Custom conversation metric

Custom Conversation (Multi-turn) Metrics

Conversation metrics evaluate multi-turn conversations rather than single input-output pairs. These metrics are particularly useful for evaluating chatbots, conversational agents, and any multi-turn dialogue systems.

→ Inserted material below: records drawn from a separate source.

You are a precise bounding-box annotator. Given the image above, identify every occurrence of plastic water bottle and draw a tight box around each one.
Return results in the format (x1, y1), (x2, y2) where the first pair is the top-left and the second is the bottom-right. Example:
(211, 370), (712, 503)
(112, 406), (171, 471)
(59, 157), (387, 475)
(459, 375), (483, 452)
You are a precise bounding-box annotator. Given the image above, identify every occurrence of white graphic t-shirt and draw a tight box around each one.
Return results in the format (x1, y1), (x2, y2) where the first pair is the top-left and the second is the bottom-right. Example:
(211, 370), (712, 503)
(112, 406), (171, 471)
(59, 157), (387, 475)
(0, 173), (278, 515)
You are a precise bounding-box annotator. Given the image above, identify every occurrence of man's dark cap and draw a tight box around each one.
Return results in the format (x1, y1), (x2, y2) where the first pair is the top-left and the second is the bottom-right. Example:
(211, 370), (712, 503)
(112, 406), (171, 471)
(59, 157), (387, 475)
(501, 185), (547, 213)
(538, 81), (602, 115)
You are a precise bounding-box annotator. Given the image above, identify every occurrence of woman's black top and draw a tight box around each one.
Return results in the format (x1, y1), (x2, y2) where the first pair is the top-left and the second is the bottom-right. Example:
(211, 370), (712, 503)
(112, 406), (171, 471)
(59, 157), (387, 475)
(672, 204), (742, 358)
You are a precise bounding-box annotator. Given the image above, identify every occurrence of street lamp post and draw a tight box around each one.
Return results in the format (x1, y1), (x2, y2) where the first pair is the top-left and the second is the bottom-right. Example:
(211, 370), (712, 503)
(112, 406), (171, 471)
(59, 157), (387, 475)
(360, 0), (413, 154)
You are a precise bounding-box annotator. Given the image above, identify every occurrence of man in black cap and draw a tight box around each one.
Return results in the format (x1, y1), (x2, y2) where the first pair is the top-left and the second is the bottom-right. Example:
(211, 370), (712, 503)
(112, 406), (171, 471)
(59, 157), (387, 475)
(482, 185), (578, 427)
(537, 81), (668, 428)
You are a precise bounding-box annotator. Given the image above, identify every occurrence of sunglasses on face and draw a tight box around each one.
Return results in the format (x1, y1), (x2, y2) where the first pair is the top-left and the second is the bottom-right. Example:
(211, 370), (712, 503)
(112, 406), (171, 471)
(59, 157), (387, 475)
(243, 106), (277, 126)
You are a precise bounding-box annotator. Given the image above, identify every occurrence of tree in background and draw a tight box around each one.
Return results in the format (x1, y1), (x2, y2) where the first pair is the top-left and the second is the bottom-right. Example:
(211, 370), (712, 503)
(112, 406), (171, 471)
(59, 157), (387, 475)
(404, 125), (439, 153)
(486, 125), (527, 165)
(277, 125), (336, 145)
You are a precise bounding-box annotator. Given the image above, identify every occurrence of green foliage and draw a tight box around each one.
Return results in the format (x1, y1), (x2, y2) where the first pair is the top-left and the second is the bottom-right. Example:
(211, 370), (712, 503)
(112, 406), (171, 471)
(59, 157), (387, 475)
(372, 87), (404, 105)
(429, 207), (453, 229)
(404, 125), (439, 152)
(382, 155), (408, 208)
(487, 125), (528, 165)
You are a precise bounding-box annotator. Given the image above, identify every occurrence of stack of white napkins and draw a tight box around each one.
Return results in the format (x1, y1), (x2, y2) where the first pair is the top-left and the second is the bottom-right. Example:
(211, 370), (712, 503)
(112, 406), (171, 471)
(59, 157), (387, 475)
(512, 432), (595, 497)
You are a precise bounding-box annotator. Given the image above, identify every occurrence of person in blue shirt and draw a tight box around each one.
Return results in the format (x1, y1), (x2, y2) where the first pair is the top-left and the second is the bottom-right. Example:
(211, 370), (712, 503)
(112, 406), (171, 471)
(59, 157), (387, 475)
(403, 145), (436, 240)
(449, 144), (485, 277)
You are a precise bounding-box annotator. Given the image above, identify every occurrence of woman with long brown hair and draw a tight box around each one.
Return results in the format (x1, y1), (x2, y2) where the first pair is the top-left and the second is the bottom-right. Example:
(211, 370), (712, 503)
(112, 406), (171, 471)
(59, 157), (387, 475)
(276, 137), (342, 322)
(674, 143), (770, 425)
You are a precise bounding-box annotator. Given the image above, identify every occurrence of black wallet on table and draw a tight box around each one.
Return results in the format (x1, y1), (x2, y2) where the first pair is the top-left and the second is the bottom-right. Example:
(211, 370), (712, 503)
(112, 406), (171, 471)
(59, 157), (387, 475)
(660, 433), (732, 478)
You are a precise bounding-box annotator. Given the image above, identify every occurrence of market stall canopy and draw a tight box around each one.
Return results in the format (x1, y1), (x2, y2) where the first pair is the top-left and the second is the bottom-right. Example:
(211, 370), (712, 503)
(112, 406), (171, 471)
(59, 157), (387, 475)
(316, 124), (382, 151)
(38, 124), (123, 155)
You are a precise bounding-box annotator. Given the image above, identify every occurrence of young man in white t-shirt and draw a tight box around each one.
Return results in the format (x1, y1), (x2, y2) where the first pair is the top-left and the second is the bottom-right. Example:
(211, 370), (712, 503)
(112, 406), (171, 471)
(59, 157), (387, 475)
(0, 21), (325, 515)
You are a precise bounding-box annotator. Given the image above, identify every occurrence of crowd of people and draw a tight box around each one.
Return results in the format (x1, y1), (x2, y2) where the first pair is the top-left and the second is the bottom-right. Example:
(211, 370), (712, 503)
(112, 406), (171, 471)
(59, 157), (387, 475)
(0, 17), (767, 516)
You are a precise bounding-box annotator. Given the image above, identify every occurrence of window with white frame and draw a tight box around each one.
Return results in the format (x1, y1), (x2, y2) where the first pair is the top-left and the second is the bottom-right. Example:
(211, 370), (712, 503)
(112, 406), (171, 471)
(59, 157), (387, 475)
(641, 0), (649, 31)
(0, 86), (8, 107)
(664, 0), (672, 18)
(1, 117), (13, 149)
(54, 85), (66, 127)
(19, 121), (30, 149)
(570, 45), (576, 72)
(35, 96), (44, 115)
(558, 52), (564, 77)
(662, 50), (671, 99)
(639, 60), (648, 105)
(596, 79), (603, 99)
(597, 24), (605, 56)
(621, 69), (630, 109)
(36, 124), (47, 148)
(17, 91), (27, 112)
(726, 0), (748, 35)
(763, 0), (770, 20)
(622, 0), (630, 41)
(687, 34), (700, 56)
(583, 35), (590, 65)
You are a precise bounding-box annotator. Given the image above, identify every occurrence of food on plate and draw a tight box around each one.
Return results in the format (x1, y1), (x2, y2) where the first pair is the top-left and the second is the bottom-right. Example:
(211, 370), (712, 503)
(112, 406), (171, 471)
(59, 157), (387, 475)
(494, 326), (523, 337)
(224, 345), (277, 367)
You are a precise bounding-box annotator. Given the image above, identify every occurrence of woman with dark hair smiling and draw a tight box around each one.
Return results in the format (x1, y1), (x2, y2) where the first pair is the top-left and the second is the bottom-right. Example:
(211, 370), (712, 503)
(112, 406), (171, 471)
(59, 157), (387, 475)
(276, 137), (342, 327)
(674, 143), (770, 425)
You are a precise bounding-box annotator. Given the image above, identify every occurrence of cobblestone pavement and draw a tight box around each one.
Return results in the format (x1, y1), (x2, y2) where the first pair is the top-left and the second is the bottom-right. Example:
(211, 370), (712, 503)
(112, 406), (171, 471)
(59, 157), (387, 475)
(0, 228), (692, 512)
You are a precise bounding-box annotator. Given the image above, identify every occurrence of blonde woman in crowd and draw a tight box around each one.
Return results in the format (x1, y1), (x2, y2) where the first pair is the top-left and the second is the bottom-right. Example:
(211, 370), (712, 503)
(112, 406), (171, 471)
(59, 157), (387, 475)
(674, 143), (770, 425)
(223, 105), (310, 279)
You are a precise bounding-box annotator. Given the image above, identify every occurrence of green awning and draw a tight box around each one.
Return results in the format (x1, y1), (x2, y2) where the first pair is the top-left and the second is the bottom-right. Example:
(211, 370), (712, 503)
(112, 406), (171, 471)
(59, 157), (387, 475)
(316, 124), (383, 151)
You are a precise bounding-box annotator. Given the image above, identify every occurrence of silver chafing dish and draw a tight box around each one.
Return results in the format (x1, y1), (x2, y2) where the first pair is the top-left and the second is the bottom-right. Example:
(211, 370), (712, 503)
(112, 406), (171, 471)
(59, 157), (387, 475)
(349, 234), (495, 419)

Understanding the Conversation Format

Conversation thread metrics work with a standardized conversation format:

1from typing import List, Dict, Literal
2
3# Type definition
4ConversationDict = Dict[Literal["role", "content"], str]
5Conversation = List[ConversationDict]
6
7# Example conversation
8conversation = [
9 {"role": "user", "content": "Hello! Can you help me?"},
10 {"role": "assistant", "content": "Hi there! I'd be happy to help. What do you need?"},
11 {"role": "user", "content": "I need information about Python"},
12 {"role": "assistant", "content": "Python is a versatile programming language..."},
13]

Creating a Custom Conversation Metric

To create a custom conversation metric, subclass ConversationThreadMetric and implement the score method:

1from typing import Any
2from opik.evaluation.metrics import score_result
3from opik.evaluation.metrics.conversation import (
4 ConversationThreadMetric,
5 types as conversation_types,
6)
7
8
9class ConversationLengthMetric(ConversationThreadMetric):
10 """
11 A simple metric that counts the number of conversation turns.
12 """
13
14 def __init__(self, name: str = "conversation_length_score"):
15 super().__init__(name)
16
17 def score(
18 self, conversation: conversation_types.Conversation, **kwargs: Any
19 ) -> score_result.ScoreResult:
20 """
21 Score based on conversation length.
22
23 Args:
24 conversation: List of conversation messages with 'role' and 'content'.
25 **kwargs: Additional arguments (ignored).
26 """
27 # Count assistant responses (each represents one conversation turn)
28 num_turns = sum(1 for msg in conversation if msg["role"] == "assistant")
29
30 return score_result.ScoreResult(
31 name=self.name,
32 value=num_turns,
33 reason=f"Conversation has {num_turns} turns"
34 )

Advanced Example: LLM-as-a-Judge Conversation Metric

For more sophisticated evaluation, you can use an LLM to judge conversation quality. This pattern is particularly useful when you need nuanced assessment of conversation attributes like helpfulness, coherence, or tone.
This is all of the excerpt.